I am tired of rudimentary docs that only have examples.

  • ranger_danger 6 hours ago

    Personally I am much more tired of lengthy troves of API docs that, while fully specifying the system, do nothing to specify how one is actually supposed to use it in practice, such as the general flow of the program itself, which functions are relevant to what overall operations, in what order certain functions should be called relative to others, how one should handle errors, etc.

    If I at least have some examples to get me started, then I can go digging through other documentation (or even just the code) to figure how to do more advanced things... but being unable to even get started is a much bigger frustration IMO.

    One time my company paid $5k for a commercial x264 license, and when we asked for some documentation on how to get started with encoding some video frames using their C API, they simply responded "the code is the documentation." With no real examples to go on (at the time in the 2000s there actually wasn't much available online at all), this set me back a good two weeks that I felt was completely unnecessary and completely turned me off to interacting with them at all for the future.

    We ended up switching to a hardware solution that was much easier, faster, well-documented, and way friendlier people to talk to.

    • satisfice 5 hours ago

      I agree that code is not documentation.

      I agree that automatically generated API docs from code is nearly useless.

      I agree that examples are important and useful.

      But examples are not "the best documentation." Or I should say hyperbole is poor documentation of one's point of view.

alliao 5 hours ago

examples often show the "spirit" of the invention it's intended usage if you like, which explains more what it does than name alone... also reason why I prefer wordy development notes than just a list of parameters it's useful for me to know whether it's what I want quicker than what I think I want based on name

gorgoiler 4 hours ago

tldr.sh is a project that had been doing this for man pages:

https://news.ycombinator.com/item?id=15779382

As the above 8y old discussion and today’s blog post both say: yes, examples are but one part of a complete set of learning materials — practicals, theory, recipes, reference.

However, in a toss up, the greatest of these is the one you always want first: picking the thing up, tossing it about to get a feel of it, and getting your hands dirty!

For code, worked examples are particularly helpful because your dev environment can jump to the function definition, which typically has its own reference documentation.

ossusermivami 3 hours ago

when possible (python, golang and many others) I just go and read the source..

xchip 11 hours ago

also unit tests

  • thebestmoshe 6 hours ago

    I’d say the part of the unit test that is helpful is the example of using the code.

    It has a pro over documented examples in that they are _guaranteed_ to be correct.

NedF 11 hours ago

This is why LLMs won.

Useless documentation means half-arsed is better.

The world of IT is broken, what sort of idiot gives Linux to their parents when as a trained developer man is so useless?

It's just excuse after excuse.
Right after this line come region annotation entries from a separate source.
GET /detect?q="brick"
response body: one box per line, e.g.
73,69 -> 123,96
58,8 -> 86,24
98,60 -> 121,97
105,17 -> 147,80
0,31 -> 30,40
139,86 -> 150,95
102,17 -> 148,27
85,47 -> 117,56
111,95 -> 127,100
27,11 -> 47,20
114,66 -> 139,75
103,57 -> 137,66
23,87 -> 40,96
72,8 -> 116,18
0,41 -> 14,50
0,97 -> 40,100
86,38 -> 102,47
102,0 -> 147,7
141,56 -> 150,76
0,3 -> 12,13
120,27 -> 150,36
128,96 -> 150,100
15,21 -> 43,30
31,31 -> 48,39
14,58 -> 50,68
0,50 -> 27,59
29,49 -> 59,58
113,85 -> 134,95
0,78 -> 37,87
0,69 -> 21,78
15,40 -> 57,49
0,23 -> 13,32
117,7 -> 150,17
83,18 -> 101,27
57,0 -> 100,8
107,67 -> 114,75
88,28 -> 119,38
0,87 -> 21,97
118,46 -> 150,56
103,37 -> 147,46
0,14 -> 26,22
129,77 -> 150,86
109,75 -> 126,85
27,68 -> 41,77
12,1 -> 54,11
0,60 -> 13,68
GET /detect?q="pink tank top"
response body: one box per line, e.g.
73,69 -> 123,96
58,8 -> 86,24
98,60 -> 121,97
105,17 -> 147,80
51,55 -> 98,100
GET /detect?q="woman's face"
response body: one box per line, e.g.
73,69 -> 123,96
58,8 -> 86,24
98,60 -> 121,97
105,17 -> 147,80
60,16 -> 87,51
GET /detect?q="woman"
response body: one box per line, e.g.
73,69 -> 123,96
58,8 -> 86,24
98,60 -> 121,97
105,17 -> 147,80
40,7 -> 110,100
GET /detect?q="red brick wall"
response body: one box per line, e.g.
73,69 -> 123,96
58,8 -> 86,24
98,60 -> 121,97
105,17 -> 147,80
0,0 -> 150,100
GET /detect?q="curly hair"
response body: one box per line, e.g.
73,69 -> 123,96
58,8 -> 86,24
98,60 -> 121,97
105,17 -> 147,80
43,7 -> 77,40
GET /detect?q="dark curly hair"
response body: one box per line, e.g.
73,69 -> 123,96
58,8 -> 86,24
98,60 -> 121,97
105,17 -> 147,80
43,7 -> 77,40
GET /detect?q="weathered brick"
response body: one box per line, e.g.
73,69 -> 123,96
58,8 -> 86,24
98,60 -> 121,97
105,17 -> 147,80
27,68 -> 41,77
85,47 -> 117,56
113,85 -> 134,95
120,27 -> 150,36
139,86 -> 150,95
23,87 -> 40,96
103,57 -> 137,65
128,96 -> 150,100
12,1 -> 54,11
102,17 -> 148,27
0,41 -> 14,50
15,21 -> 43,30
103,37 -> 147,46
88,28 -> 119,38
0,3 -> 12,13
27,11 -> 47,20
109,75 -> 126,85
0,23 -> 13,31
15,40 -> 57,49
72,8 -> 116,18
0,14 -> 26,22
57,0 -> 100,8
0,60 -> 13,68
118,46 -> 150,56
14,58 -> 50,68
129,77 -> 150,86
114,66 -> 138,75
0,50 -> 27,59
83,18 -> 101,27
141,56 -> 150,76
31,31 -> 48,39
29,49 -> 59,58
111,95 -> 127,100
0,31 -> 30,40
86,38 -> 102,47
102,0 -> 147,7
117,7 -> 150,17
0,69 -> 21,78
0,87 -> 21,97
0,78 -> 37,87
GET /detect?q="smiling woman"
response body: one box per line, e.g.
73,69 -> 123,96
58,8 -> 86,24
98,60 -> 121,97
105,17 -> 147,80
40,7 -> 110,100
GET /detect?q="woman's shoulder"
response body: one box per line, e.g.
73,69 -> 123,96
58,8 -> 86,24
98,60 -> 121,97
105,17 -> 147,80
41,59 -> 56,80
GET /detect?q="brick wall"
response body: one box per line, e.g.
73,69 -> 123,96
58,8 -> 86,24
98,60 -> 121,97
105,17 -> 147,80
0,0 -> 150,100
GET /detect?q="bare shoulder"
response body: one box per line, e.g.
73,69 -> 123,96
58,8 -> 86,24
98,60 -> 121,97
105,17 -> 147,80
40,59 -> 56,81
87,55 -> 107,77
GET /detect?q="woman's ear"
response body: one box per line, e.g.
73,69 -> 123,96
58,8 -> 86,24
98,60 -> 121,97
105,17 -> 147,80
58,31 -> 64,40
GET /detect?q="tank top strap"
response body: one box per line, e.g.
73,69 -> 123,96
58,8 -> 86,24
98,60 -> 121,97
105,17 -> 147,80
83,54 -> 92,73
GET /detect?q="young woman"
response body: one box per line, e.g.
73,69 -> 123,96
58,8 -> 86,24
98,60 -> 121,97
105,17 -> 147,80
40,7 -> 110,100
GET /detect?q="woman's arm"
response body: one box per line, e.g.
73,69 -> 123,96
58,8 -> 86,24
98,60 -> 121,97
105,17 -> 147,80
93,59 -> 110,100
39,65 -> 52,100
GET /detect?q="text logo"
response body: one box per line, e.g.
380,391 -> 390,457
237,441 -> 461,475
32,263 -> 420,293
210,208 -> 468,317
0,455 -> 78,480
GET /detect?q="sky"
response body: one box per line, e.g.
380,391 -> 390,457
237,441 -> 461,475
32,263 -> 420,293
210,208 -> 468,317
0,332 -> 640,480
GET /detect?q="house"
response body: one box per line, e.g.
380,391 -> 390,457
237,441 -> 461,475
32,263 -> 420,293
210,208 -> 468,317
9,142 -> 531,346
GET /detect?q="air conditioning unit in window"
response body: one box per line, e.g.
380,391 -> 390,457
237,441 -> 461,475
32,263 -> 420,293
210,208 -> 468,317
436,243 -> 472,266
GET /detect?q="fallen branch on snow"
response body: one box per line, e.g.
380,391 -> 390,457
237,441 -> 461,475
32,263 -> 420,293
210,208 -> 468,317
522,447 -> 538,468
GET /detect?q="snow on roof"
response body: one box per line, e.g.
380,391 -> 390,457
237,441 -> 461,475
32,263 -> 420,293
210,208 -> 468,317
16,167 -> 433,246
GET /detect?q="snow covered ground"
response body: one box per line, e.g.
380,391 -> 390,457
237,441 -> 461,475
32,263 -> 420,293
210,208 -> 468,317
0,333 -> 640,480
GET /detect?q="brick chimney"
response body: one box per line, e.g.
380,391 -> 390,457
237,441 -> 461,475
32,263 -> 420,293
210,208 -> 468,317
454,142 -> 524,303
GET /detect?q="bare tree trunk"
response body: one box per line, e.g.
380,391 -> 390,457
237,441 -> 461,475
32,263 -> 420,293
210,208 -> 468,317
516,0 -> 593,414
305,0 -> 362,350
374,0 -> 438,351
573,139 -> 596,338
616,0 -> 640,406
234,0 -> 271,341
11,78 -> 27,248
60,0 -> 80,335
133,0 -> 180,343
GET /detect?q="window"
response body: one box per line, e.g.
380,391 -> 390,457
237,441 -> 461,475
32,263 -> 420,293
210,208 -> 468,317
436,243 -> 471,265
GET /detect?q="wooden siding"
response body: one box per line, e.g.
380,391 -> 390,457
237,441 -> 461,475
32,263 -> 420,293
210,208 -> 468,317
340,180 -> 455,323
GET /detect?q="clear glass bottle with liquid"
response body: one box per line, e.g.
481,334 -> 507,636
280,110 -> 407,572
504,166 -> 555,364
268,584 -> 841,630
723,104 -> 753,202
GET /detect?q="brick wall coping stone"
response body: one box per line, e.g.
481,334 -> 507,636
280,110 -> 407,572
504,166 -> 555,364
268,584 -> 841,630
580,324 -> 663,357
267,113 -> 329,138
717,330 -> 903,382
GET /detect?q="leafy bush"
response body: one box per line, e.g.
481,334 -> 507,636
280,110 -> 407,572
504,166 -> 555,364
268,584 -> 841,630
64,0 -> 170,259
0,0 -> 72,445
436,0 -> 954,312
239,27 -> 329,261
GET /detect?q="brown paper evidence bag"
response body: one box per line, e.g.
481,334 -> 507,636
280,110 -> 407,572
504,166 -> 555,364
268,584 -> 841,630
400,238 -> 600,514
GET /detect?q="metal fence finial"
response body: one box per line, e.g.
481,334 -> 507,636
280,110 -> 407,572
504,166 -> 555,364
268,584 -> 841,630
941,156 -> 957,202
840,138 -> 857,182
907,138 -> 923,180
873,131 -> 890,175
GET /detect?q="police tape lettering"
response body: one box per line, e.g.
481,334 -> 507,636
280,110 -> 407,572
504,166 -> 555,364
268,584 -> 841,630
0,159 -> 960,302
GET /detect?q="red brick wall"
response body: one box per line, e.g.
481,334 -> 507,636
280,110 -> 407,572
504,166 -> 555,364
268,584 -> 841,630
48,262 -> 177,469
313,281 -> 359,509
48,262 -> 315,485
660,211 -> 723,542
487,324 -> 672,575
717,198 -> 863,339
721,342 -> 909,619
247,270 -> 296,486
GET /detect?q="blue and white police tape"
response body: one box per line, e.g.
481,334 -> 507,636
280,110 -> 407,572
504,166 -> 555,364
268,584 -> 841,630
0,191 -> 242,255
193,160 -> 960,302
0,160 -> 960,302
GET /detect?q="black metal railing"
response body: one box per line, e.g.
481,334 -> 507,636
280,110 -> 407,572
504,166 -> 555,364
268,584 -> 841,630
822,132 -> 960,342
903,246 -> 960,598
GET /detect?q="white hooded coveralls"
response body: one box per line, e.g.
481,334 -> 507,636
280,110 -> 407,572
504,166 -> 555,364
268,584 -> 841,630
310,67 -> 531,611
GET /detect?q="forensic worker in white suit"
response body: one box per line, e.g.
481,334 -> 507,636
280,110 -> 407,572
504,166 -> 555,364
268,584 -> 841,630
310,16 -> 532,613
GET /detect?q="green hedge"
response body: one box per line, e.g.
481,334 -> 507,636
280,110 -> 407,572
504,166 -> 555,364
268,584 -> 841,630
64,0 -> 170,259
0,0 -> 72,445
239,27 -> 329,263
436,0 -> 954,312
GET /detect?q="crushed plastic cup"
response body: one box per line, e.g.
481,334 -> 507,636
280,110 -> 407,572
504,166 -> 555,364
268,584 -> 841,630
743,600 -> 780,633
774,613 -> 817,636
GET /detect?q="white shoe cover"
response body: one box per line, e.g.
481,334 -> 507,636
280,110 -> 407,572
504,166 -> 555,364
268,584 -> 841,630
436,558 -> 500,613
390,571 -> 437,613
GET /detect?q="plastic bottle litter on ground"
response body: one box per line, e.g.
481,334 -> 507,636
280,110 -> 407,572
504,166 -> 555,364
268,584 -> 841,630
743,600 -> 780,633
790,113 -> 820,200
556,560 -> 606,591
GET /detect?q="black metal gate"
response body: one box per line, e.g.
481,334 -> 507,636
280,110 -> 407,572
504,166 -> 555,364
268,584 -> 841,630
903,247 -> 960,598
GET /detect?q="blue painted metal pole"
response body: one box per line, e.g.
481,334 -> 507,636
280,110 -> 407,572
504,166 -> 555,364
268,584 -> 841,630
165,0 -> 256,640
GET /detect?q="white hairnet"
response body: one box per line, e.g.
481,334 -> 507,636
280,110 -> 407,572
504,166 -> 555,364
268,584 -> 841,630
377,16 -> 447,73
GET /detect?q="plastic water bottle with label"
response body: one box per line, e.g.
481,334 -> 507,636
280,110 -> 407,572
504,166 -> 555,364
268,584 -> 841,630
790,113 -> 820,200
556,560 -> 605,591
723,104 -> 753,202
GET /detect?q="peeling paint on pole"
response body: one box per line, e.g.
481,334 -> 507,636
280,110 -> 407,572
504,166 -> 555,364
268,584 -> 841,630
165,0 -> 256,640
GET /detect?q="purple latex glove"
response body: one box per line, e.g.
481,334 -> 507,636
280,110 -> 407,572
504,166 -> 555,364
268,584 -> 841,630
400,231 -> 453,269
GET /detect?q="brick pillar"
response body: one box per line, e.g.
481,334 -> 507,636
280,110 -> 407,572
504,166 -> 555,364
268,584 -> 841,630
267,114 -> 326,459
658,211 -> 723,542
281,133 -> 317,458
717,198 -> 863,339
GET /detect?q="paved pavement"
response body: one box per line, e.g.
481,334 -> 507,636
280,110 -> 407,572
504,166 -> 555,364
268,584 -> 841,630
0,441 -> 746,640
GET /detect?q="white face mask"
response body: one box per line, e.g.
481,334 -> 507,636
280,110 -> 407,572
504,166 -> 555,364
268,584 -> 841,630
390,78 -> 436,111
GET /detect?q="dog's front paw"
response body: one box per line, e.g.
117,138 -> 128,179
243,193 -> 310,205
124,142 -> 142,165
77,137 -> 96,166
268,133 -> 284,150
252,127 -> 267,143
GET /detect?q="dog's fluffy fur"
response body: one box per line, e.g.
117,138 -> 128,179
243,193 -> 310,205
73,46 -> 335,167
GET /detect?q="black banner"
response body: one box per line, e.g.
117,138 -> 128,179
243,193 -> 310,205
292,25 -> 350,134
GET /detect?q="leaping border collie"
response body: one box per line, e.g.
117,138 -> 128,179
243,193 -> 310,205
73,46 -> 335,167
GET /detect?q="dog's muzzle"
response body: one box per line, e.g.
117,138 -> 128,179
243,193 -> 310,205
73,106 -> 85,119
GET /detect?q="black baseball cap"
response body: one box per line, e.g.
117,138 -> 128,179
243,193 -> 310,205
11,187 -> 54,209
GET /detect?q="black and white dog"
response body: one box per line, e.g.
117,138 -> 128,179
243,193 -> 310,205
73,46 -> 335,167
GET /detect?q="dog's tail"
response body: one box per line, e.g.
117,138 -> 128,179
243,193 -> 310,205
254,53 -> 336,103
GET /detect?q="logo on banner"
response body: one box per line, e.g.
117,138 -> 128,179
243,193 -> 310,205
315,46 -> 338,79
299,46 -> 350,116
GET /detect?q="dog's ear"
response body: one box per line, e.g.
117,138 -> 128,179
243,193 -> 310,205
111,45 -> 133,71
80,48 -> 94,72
Unit tests are documentation sort of garbage.

That's what's mind blowing about LLMs, IT devs are so bad LLMs are better. Hacker News comments also confirm this.

  • jpollock 6 hours ago

    The form the documentation takes depends on the audience.

    If the audience is teammates, the _code_ itself is usually the best documentation.

    Tests lie about edge cases. A test _might_ be demonstrating an edge case, or the suite might ignore large sections of edge cases.

    Documentation is worse, it rarely documents edge cases. Country Y passes legislation and you need to implement it? Yeah, the docs aren't getting updated.

    If your audience is a different team, API references (the headers/RPC message schema/javadoc/etc.) are better than written docs. Again, they are less likely to mislead you and are much more likely to work.

    Unless, of course, the interfaces are telling fibs about what is allowed. Interfaces that are big buckets of parameters can do that.

    Only if your audience is an external organization would documentation be a good primary reference. It meets them where they are, selling them on the capabilities of the software and bootstrapping them to the code.